A couple of months ago I received a license for NDepend to evaluate its usefulness. I was already convinced that NDepend is a very useful tool. But up to now, I hadn’t put NDepend to good use in a way that I could blog about it.
NDepend analyses managed code for several quality aspects, like cyclomatic complexity, coupling and unused code. In a way it resembles FxCop, but it also does a lot more in terms of reporting. NDepend also is a lot more flexible in letting you query your code base. For this it uses its own SQL variant called Code Query Language (CQL). For example, you could enter this query into the tool
SELECT METHODS WHERE NbLinesOfCode > 30 AND IsPublic
and NDepend will show you all public methods whose number of lines of code exceeds 30.
Just by using the standard settings, NDepend gives you truckloads of information that point to areas with potential code smell. The report has inline comments that explain why it selects stuff and points out possible false positives for which it is okay to ignore the warning.
You can find my NDepend results here if you want to see what such a report looks like.
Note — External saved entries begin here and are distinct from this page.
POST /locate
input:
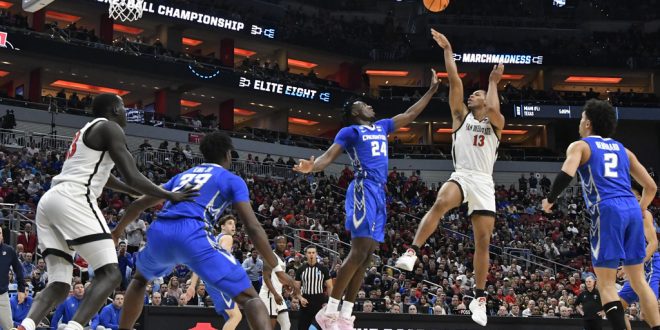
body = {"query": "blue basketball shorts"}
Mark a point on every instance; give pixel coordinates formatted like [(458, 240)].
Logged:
[(652, 270), (186, 241), (617, 233), (366, 209), (221, 301)]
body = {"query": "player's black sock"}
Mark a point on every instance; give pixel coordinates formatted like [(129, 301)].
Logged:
[(615, 314), (479, 293)]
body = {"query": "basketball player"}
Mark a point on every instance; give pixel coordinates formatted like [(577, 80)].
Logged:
[(365, 141), (617, 225), (223, 304), (271, 289), (651, 261), (69, 220), (477, 131), (182, 234)]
Starting with those results from top to bottom, I started refactoring my code to improve the quality. For example, splitting up methods to:
- Reduce cyclomatic complexity
- Reduce the number of IL instructions in a method
- Reduce the number of local variables in a method
- Increase the comment to code ratio
This should increase maintainability of the code.
Go check out this tool if you are interested in improving the quality of your .NET code or if you are tasked with reviewing somebody else’s code.